Reentrant scanner and parser with Aflex and Ayacc

By Stephane Carrez

Version 1.6 of Aflex, the lexical analyzer, and version 1.4 of Ayacc, the Ada parser generator provide numerous improvements to customize the generated scanner and parser. The major change is the support to write a reentrant scanner and parser. Let's have a look at it.

Aflex and Ayacc

What's new in Aflex 1.6

  • Support the flex options %option output, %option nooutput, %option yywrap, %option noinput, %option noyywrap, %option unput, %option nounput, %option bufsize=NNN to better control the generated _IO package.
  • Aflex templates provide more control for tuning the code generation and they are embedded with Advanced Resource Embedder
  • Support to define Ada code block in the scanner that is inserted in the generated scanner
  • New option -P to generate a private Ada package for DFA and IO
  • New directive %option reentrant and %yyvar to generate a recursive scanner
  • New directive %yydecl to allow passing parameters to YYLex or change the default function name

Example of %option directives to tell Aflex to avoid generating several function or procedures and customize the buffer size.

%option nounput
%option noinput
%option nooutput
%option noyywrap
%option bufsize=1024

The tool supports some code block injection at various places in the generated scanner. The code block has the following syntax where <block-name> is the name of the code block:

%<block-name> {
  -- Put Ada code here
}

The %yytype code block can contain type declaration, function and procedure declarations. It is injected within the YYLex function in the declaration part. The %yyinit code block can contain statements that are executed at beginning of the YYLex function. The %yyaction code block can contain statements that are executed before running any action. The %yywrap code block can contain statements which are executed when the end of current file is reached to start parsing a next input.

What's new in Ayacc 1.4

  • Support the Bison %define variable value option to configure the parser generator
  • Support the Bison %code name { ... } directive to insert code verbatim into the output parser
  • Recognize some Bison variables api.pure, api.private, parse.error, parse.stacksize, parse.name, parse.params, parse.yyclearin, parse.yyerrok, parse.error
  • New option -S skeleton to allow using an external skeleton file for the parser generator
  • Ayacc templates provide more control for tuning the code generation and they are embedded with Advanced Resource Embedder
  • New option -P to generate a private Ada package for the tokens package
  • Improvement to allow passing parameters to YYParse for the grammar rules
  • New %lex directive to control the call of YYLex function
  • Fix #6: ayacc gets stuck creating an infinitely large file after encountering a comment in an action

The generator supports two code block injections, the first one decl is injected in the YYParse procedure declaration and the init is injected as first statements to be executed only once when the procedure is called. The syntax is borrowed from the Bison parser:

%code decl {
   -- Put Ada declarations
}
%code init {
   -- Put Ada statements
}

Some other Bison like improvements have been introduced to control the generation of the parser code.

%define parse.error true
%define parse.stacksize 256
%define parse.yyclearin false
%define parse.yyerrok false
%define parse.name MyParser

How to use

The easiest way to use Ayacc and Aflex is to use Alire, get the sources, build them and install them. You can do this as follows:

alr get aflex
cd aflex_1.6.0_b3c21d99
alr build
alr install
alr get ayacc
cd ayacc_1.4.0_c06f997f
alr build
alr install

UPDATE: the alr install command is available only with Alire 2.0.

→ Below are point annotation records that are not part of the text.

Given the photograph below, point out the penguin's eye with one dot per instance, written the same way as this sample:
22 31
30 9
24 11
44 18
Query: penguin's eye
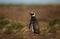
32 14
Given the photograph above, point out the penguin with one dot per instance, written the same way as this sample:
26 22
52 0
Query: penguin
34 23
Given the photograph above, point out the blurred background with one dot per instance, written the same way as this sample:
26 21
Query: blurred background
14 18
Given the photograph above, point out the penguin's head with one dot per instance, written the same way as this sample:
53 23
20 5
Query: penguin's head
32 14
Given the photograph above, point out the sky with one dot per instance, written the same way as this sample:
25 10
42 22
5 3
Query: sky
28 1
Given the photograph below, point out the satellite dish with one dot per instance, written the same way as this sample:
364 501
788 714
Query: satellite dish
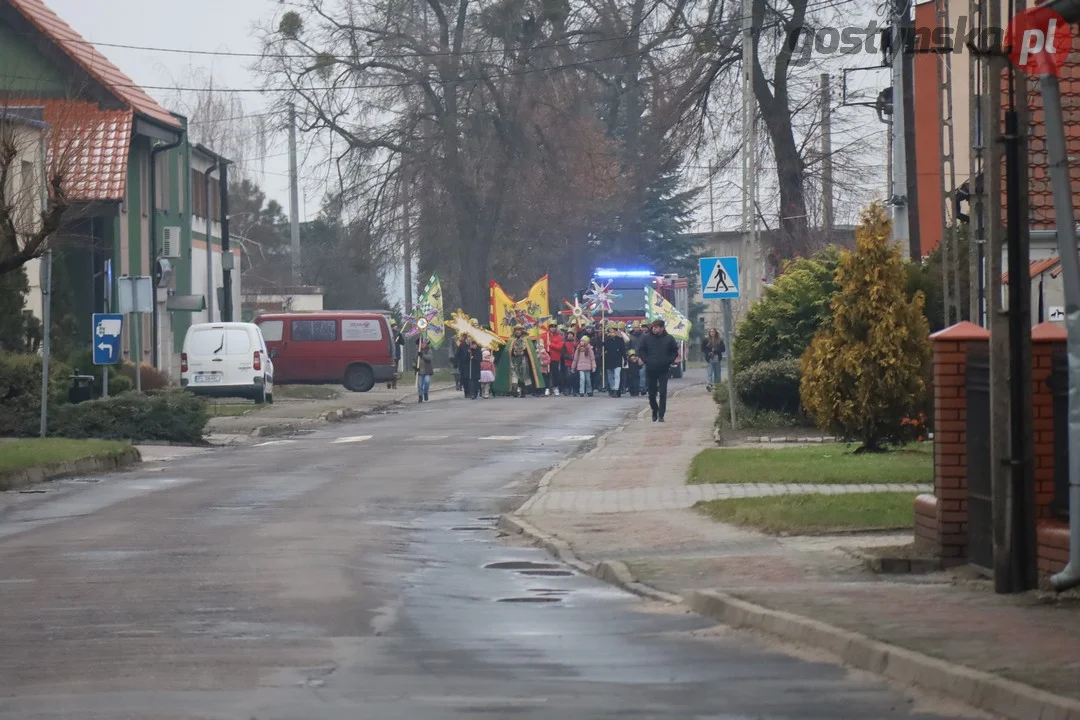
162 273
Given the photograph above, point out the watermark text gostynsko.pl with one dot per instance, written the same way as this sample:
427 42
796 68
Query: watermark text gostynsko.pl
1037 40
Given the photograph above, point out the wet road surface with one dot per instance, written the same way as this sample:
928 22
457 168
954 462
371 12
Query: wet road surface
348 574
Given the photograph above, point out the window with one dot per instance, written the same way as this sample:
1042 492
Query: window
198 199
272 330
239 342
26 195
314 330
161 184
361 330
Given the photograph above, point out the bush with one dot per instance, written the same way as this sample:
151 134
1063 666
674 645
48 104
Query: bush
119 383
793 309
173 416
748 418
770 385
152 379
21 392
865 376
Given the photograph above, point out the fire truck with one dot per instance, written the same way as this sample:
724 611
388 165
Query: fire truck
630 307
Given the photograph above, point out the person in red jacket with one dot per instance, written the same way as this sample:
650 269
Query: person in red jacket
555 350
569 377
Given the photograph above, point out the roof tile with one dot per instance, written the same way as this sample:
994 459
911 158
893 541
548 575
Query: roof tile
96 64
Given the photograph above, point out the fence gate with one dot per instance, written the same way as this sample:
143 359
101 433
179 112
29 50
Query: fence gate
980 493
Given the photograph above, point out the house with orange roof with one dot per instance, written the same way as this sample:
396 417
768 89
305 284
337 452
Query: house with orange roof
137 188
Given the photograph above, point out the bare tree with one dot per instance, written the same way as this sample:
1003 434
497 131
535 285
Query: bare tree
42 167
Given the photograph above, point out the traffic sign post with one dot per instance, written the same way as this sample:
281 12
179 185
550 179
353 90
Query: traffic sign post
108 328
719 281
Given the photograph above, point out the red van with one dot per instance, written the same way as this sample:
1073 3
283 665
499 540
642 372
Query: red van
353 348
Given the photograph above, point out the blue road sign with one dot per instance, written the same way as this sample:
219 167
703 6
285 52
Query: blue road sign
719 277
106 339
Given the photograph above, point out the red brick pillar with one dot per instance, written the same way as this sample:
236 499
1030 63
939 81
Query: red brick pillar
941 519
1053 537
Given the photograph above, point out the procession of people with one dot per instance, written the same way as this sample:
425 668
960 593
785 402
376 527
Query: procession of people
631 360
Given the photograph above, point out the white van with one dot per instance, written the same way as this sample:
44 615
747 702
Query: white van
227 360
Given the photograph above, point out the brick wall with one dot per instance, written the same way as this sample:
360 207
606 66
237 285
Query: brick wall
942 520
1048 339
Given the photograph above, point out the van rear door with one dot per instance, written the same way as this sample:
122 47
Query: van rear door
240 351
206 354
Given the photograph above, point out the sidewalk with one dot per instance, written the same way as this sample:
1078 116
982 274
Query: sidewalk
289 416
626 502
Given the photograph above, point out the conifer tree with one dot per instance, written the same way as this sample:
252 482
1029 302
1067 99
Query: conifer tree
863 377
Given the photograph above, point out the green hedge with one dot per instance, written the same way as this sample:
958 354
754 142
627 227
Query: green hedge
21 392
173 416
770 385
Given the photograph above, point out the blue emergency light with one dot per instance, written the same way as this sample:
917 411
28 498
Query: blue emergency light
608 272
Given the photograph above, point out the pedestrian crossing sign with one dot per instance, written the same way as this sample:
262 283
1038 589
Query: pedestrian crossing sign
719 277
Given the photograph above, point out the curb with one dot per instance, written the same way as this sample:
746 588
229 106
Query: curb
1009 698
22 478
980 690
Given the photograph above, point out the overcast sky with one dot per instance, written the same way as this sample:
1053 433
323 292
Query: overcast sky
204 25
230 26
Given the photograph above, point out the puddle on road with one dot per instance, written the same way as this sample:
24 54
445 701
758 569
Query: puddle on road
521 565
547 573
530 599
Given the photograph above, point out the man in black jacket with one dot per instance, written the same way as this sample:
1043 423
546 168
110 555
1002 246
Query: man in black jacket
659 351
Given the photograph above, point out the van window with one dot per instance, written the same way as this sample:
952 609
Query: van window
206 341
272 329
361 329
239 342
314 330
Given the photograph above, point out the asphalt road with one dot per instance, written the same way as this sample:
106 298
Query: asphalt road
342 575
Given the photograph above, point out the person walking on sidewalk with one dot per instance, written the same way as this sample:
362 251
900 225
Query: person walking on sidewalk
555 351
584 365
712 350
615 355
659 351
423 371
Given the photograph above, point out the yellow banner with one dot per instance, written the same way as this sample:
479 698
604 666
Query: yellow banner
507 313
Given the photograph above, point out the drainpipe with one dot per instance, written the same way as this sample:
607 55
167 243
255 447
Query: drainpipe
1065 220
154 361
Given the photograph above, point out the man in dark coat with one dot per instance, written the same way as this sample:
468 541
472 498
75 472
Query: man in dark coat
659 351
615 354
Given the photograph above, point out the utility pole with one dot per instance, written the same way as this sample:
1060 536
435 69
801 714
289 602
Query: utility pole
976 124
46 322
901 233
211 288
826 158
712 206
750 260
997 318
950 288
294 199
1023 567
407 234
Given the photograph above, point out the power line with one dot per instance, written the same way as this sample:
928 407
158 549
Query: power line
551 45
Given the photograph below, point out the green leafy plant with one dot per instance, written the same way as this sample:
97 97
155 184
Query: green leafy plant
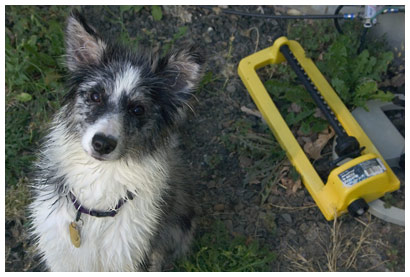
354 76
217 251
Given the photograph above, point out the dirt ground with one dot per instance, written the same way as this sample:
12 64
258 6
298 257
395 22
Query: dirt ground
290 224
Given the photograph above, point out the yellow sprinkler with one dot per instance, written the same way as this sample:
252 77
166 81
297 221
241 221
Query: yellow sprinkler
350 186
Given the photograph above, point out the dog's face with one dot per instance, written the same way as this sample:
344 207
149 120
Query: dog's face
123 103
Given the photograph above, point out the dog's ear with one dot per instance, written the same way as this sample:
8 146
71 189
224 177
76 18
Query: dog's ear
181 71
83 45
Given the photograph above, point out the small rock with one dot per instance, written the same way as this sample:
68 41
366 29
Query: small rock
211 184
238 207
287 218
229 225
312 234
231 88
219 207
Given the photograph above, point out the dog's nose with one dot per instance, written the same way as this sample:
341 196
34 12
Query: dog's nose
103 144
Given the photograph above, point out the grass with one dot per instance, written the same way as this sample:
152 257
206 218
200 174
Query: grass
34 45
34 90
216 250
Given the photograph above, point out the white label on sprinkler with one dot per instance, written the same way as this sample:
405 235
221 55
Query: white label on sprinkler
361 172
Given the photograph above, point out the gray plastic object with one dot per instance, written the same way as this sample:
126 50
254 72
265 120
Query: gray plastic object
381 130
390 143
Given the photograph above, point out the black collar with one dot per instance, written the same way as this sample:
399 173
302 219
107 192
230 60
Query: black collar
82 210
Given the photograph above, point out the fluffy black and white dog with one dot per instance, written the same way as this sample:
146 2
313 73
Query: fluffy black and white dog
109 193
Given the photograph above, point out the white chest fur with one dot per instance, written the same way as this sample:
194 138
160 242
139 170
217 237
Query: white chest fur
110 243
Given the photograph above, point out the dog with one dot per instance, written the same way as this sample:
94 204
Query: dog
109 189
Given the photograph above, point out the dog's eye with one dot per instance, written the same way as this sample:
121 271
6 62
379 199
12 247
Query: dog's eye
137 109
95 97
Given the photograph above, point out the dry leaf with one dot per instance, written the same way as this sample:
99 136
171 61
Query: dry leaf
314 149
245 162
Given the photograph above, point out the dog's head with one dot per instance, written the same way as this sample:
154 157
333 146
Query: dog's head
121 102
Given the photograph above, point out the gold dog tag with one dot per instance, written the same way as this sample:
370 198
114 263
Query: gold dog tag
75 234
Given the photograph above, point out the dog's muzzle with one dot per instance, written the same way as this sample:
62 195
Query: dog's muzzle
102 144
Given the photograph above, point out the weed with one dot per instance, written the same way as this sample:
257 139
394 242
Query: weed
260 147
216 250
354 76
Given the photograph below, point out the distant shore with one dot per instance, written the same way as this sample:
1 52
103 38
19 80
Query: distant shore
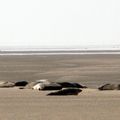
60 52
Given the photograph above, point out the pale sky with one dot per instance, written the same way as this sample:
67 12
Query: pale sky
59 22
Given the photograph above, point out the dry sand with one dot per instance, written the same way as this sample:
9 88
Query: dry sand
90 70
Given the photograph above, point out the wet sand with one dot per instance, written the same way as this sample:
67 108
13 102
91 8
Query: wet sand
90 70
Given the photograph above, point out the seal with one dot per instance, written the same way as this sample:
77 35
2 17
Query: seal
66 91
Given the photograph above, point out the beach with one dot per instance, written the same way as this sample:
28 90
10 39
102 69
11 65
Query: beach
90 70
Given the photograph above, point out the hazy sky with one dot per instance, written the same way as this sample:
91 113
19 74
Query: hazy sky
59 22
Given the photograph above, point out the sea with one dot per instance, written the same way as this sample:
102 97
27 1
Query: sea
71 50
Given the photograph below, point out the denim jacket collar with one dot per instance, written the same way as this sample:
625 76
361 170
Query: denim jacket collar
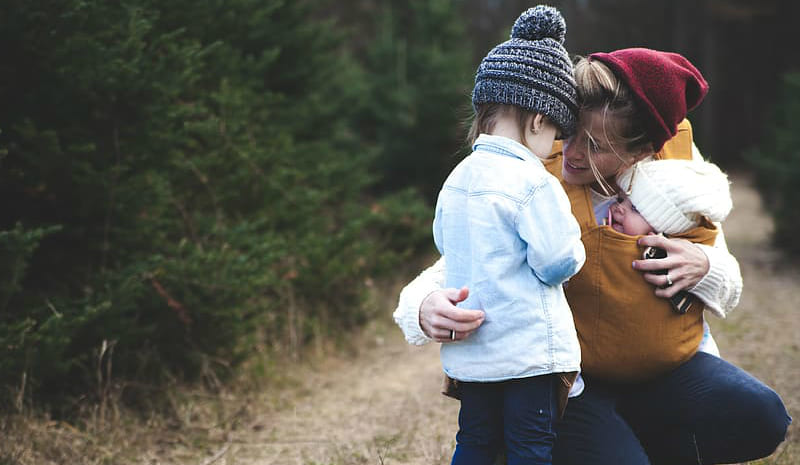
502 146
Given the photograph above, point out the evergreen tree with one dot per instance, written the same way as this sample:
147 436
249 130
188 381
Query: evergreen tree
777 165
181 180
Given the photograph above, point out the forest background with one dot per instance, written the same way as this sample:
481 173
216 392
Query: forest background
190 189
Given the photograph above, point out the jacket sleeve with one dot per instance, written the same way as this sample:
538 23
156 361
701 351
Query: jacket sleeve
406 315
721 288
553 236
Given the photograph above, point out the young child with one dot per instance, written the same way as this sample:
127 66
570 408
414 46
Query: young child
505 227
671 197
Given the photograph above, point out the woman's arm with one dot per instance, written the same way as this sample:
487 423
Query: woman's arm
710 273
425 312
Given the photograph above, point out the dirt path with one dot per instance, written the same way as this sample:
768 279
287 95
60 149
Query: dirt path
382 405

Using these tools is done in two steps:

  1. a first step to call aflex or ayacc command with the scanner file or grammar file,
  2. a second step to call gnatchop to split the generated file in separate Ada files

For example, with a calc_lex.l scanner file, you would use:

aflex calc_lex.l
gnatchop -w calc_lex.ada

And with a calc.y grammar file:

ayacc calc.y
gnatchop -w calc.ada

To know more about how to write a scanner file or grammar file, have a look at Aflex 1.5 and Ayacc 1.3.0 which explains more into details some of these aspects.

Highlight on reentrancy

By default Aflex and Ayacc generate a scanner and a parser which use global variables declared in a generated Ada package. These global variables contain some state about the scanner such as the current file being scanned. The Ayacc parser generates on its side two global variables YYLVal and YYVal.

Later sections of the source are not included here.